Look, all advice is not good advice… regardless of where it comes from. A doctor with a preconceived notion about a patient they may never see again (no really, read that), or a broad you’ve never seen before telling you a colonic is why you’re 60lbs overweight, or someone incorrectly telling you that limiting meat intake is “going vegan” and how silly it is…. sometimes, you just have to take it with a grain of salt when it comes. Feel comfortable enough to squash the convo when it does come… just expect this moment to come, though.
Obesity is an interesting problem because it’s a visible flaw. If you’re a sociopath, a liar, or an axe murderer… we can’t always identify that problem visually. But ohhh lordy, I can see that something must be wrong with you because you’re fat. Let me make this clear: being overweight is not an open invitation for people to force their ignorant and idiotic “advice” on you, and it certainly is not a reason for you to feel compelled to explain why you are overweight to anyone you don’t care about and doesn’t care about you. Your weight is not a call-to-arms for people who are not overweight to use you to make themselves feel better by pummeling you with horrid advice, further snitching on themselves and the unhealthy measures they take to remain skinny.
I refer to it as “big girl guilt” – that feeling inside that says maybe I should listen to this seemingly healthy person to see if they have the answers that I don’t. I mean, of course I don’t have any answers. I’m still fat. Um, naw. This doesn’t work like that.
That kind of “big girl guilt” implies that we don’t have a reason to stand up for ourselves because we “obviously don’t have ‘the answers.'” It also lends into that notion that says “only people who are cute by society’s standards have the right to have any pride or self-esteem orr self respect.” Well, considering how almost 70% of society is overweight and apparently clinging to standards of beauty that don’t represent them in the slightest… why would I cling to any notion that society brings me?
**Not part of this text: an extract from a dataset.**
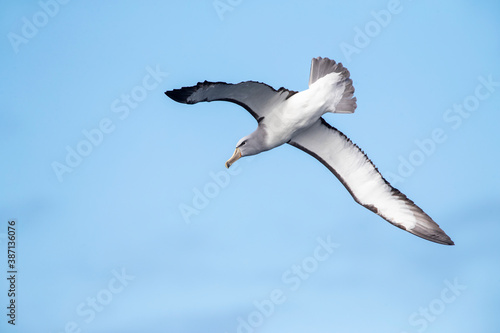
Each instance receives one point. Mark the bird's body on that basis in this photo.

I’m cool on that.
Once I knew I was on my way with losing weight, there were three people who knew for sure what I was doing – one of my sorority sisters, my male best friend and my Mom. That was it. Both my sorority sister and best friend were helping to guide me down separate sides of the road – one helping me to understand food, the other helping me to understand exercise – and my Mom was there to remind me of why I needed to keep my eyes on the prize: I needed to be around for my family. (See how the people who know and love you know what you “need?”)
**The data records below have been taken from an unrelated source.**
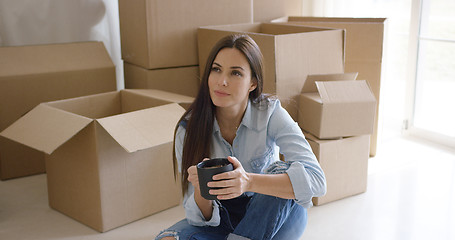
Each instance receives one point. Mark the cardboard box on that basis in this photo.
(108, 156)
(364, 50)
(30, 75)
(181, 80)
(336, 108)
(345, 164)
(162, 33)
(290, 53)
(267, 10)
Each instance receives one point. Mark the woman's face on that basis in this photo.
(230, 79)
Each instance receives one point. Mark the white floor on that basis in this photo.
(411, 195)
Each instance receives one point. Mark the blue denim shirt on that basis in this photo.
(265, 131)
If a person can’t bother to get to know you, what you do each day and what your life circumstances are, then trust me – they’re not qualified to give you advice on your weight or your health, no matter how many letters of the alphabet are at the end of their name. If a person can’t even bother to ask you what your workouts look like, or even ask if you do, in fact, work out? They shouldn’t be advising you on your fitness, and you shouldn’t be letting them. Don’t be afraid to take charge and let ’em know.